Growing up is no longer child’s play. With the increased pressure to perform, there’s often little time for children to develop a healthy sense of self-worth to deal with the various challenges they encounter. But, help is at hand.

WISE (Wellbeing in Schools and Education in South Africa) is an NGO that works in schools and youth centres in the Western Cape. WISE has designed programmes and tools that teach mindfulness techniques as a means of coping with these challenges.

Children under pressure

WISE reports that children as young as five say they are stressed, anxious and feeling hopeless, angry and overwhelmed. These emotions negatively affect a child’s self-image.

Children with a poor self-image will struggle to make wise decisions or to perform, explains Carol Surya, the co-founder of WISE. “They tend to resort to negative behaviour to cope. Bullying, violence or substance abuse are all examples of negative behaviour.”

However, negative behaviour can be turned around through learning and practising mindful techniques.

Read more about how to help your child manage stress and anxiety.

Building the positive self

Surya partnered with Biodanza facilitator, sculptor and entrepreneur Carmen Clews in 2017 to develop the pilot study and training programme for WISE. Biodanza used dance music and movement to deepen self-awareness.

“We place importance on teaching maths and English in schools, but children would surely benefit from resources that can equip them with self-esteem, self-sufficiency and self-love. “Building a positive sense of self will contribute to their overall wellbeing,” says Surya. WISE focuses on teaching mindfulness techniques to deal with life’s pressures and achieve balance.

Teach the teacher

Teachers are also buckling under the pressures of modern life. This impacts on their ability to teach and interact with children. WISE’s programmes, therefore, include tools for teachers. “It’s important to give educators the tools and the mindfulness techniques to improve their wellbeing. Then, they can go on to train their children,” says Surya.

Positive results

Feedback from the programme has been overwhelmingly positive. Educators have reported noticeable changes to their own stress levels and a positive difference in children’s behaviour.

Start them young

Surya says that it is possible to teach children mindfulness techniques from an early age.

The WISE programme can be introduced to children from the age of five. However, its books can be a source of guidance for parents from when their children are born.

Four tools to help

The four tools in the WISE programme are designed with a psychology-based approach to empower children to become happier, more confident and more expressive.

The Inner Magic board game

This enhances emotional intelligence and improves self-esteem. It is suitable for children aged 5–13 and encourages them to express their emotions in a positive manner.

The Magic Mat

A way to introduce children to meditation and yoga as sources of calm and relaxation. These techniques help children develop compassion and self-awareness. It also helps them to focus better.

Planting Seeds for Life

A lesson plan book for teachers. The 25 lesson plans or themes deal with a range of topics. Using valuable techniques such as visualisation, the lessons are suitable for children from the age of 10.

Parent Magic

A manual for adults wanting to raise mindful children. It is based on the philosophy that “children are born capable” and that parents and teachers have to provide the best opportunity for children to thrive.

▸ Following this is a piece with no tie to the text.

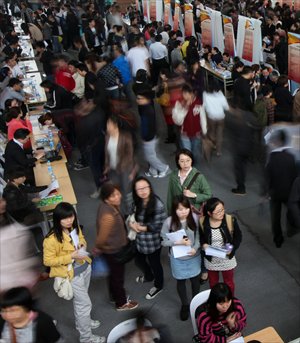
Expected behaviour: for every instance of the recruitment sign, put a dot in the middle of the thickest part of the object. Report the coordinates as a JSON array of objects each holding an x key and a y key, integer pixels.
[{"x": 294, "y": 57}]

Read our article recommending 5 parenting books, including one on mindfulness.

Practising mindfulness techniques at home

  • Recharge with your child. Try this exercise before starting homework or eating supper. Lie on your backs with your feet up on a chair. Close your eyes and play calming music or reflect on the day. To come out of it, bring your knees towards your chest, roll over and wait a few seconds before slowly sitting up.
  • Take a moment. Stop what you and the children are doing to breathe deeply and slowly.
  • Tune in. Tune into your inner world. Focus your attention on your breathing. Or, put a hand on your heart and one on your belly, close your eyes and focus on your heartbeat.
  • Imagine a calm place: help children to create a beautiful, calm, safe place in their imagination. Once picturing this place, they can imagine being in it themselves.